Sunday, June 19, 2011

Woodstock Digital Media Festival Launches This Weekend: An Interview with Organizers Marcin Ramocki and Joe McKay

eteam

This weekend tech art nerds will flood Woodstock for the first Digital Media Festival of its kind. Themed, “Out of Place” — a nod to the unlikely union of local landscape and tech– some of the country’s top art professionals converge to discuss and exhibit an array of new media projects specific to the festival. I’m talking, Christiane Paul, the Director of the Media Studies Graduate Programs and Associate Professor of Media Studies at The New School, NY, and Adjunct Curator of New Media Arts at the Whitney Museum of American Art, Magdalena Sawon and Tamas Banovich, owners of the well-known Chelsea Gallery, Postmasters, and Jeremiah Johnson/Nullsleep to name just a few. Also the artist collective eTeam and VTDigger.org journalist Anne Galloway. I talked with two of the project’s organizers, Marcin Ramock and Joe McKay about the festival this week in the hopes of giving readers and travelers a better idea of what’s in store. Here’s what they said: 

 

Paddy Johnson: So I wanted to talk to you guys briefly about the Woodstock Digital Media Festival in Vermont, which happens this Saturday.  Can you tell me a little bit about it?

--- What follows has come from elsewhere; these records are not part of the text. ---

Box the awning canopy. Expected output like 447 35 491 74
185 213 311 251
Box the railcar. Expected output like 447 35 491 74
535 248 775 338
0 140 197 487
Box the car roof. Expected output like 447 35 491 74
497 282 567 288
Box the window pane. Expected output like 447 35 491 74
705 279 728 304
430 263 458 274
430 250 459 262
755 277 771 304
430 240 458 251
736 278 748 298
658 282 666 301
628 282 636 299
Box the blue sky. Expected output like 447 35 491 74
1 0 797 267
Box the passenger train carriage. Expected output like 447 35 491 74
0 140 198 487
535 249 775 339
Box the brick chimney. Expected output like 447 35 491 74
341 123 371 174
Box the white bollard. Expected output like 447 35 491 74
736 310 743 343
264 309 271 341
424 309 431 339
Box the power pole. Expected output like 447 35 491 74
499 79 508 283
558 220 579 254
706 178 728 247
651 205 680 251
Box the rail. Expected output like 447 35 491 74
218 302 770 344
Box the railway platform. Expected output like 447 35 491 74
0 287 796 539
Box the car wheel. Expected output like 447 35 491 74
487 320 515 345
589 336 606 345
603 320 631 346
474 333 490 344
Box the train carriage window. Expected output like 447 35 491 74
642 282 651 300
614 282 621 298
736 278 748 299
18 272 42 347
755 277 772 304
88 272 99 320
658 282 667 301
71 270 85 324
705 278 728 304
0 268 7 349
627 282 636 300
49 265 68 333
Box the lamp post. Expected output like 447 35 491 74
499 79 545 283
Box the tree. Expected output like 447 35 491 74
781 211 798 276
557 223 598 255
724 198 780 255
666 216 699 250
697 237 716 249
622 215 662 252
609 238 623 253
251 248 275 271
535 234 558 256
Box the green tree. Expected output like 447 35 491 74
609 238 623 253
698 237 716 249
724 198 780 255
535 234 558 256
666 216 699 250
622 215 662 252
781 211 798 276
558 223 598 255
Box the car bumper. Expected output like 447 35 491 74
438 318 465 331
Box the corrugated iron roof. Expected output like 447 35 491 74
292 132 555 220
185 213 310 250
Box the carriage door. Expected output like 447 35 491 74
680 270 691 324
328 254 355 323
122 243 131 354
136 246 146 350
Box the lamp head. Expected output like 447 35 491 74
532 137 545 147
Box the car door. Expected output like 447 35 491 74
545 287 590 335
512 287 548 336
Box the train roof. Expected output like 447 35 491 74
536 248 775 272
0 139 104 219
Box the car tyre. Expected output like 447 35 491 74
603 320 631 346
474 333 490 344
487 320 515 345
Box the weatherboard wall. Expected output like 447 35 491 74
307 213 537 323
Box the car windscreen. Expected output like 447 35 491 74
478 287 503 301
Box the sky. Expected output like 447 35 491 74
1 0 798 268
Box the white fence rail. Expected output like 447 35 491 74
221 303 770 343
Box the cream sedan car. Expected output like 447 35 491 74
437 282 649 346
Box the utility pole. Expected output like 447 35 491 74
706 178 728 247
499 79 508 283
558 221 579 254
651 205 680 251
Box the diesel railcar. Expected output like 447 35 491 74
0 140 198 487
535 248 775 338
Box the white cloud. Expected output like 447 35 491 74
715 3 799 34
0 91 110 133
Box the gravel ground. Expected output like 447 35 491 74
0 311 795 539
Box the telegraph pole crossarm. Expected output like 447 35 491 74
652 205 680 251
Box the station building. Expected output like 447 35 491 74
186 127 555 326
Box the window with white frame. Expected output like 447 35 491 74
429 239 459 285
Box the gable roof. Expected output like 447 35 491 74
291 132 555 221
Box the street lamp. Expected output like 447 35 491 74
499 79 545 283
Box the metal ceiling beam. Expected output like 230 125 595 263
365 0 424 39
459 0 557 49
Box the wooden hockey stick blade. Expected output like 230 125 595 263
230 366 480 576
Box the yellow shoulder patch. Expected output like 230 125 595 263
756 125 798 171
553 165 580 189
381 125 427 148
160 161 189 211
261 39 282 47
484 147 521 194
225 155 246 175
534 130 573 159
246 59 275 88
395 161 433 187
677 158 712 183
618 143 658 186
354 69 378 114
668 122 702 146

Joe Mckay:  Sure. Through a friend of a friend, I met the director of the festival.  He’s a guy who comes from working at Time Magazine for a while, working at PBS, and he’s actually in England as the acting CEO of some cable television networks there.  He’salways been interested in new media, but more from a commercial side…so he doesn’t know a lot about new media in the art world, but he’s always sort of been a fan and been interested.We had a couple meetings just because of our personal fan connection, and we got talking about what we might do for a festival; this is sort of a brainchild of his, and he brought me along.  The idea is to do something in his summer hometown, which is in Woodstock…the incongruity of having a new media festival in a place that’s so pastoral and idyllic makes sense, but also there is a real wave of people who are turning to new technologies in Vermont as way of preserving that pastoral, idyllic lifestyle.  So it seems sort of an incongruous way of doing a festival in that location, but on the other hand, it makes sense when you’re there and you see the community.